As research into Alzheimer’s advances, scientists are shifting their focus from beta-amyloid accumulation to inflammation as a main driver of the disease. In a new study, researchers at the University of California, Irvine discovered that a protein known as TOM-1 plays a role in inflammation associated with Alzheimer’s disease.
“Scientists have known for a long time that inflammation is a driver of Alzheimer’s disease, but inflammation is complex and involves many factors,” Frank LaFerla, Dean of the School of Biological Sciences at the University of California, said in a press release. “That’s why we decided to look at TOM-1.”
TOM-1 and Inflammation
In the study, the researchers honed in on TOM-1’s link to inflammation in the brain.

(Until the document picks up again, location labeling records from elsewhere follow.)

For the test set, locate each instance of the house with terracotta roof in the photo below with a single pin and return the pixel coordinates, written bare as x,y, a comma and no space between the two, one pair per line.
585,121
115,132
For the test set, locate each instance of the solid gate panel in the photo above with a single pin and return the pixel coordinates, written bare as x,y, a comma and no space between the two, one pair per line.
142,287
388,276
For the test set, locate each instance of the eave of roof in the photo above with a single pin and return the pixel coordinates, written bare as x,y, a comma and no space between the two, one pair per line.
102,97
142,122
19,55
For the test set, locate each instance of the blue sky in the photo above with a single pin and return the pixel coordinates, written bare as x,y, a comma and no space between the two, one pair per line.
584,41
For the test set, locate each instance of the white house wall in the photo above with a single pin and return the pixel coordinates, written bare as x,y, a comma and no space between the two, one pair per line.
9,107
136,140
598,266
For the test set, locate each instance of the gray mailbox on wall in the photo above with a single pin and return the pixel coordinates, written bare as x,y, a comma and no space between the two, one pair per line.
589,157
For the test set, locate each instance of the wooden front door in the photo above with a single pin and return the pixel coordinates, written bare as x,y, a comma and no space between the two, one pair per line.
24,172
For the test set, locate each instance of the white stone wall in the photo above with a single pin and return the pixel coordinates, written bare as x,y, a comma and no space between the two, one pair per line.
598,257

“We were interested in TOM-1 because its levels are low in the Alzheimer’s brain and in the brains of Alzheimer’s rodent models,” Alessandra Martini, a postdoctoral researcher and author of the study, said in the press release. “However, its specific role in the disease has largely been unexplored.”
The study found that when TOM-1 levels were decreased in rodents, the animals experienced a rise in Alzheimer’s pathology—such as an increase in beta-amyloid buildup, inflammation and cognitive impairment—while boosting TOM-1 levels actually reversed these negative effects.
“[Reducing TOM1] worsens inflammation, impairs microglial phagocytosis, and significantly exacerbates amyloid deposition,” the authors wrote in the study. “Conversely, restoration of TOM1 reverses these effects and reduces amyloid-beta pathology. These results highlight the importance of endosomal adaptors and their interaction with inflammatory receptors in the pathogenesis of Alzheimer’s disease.”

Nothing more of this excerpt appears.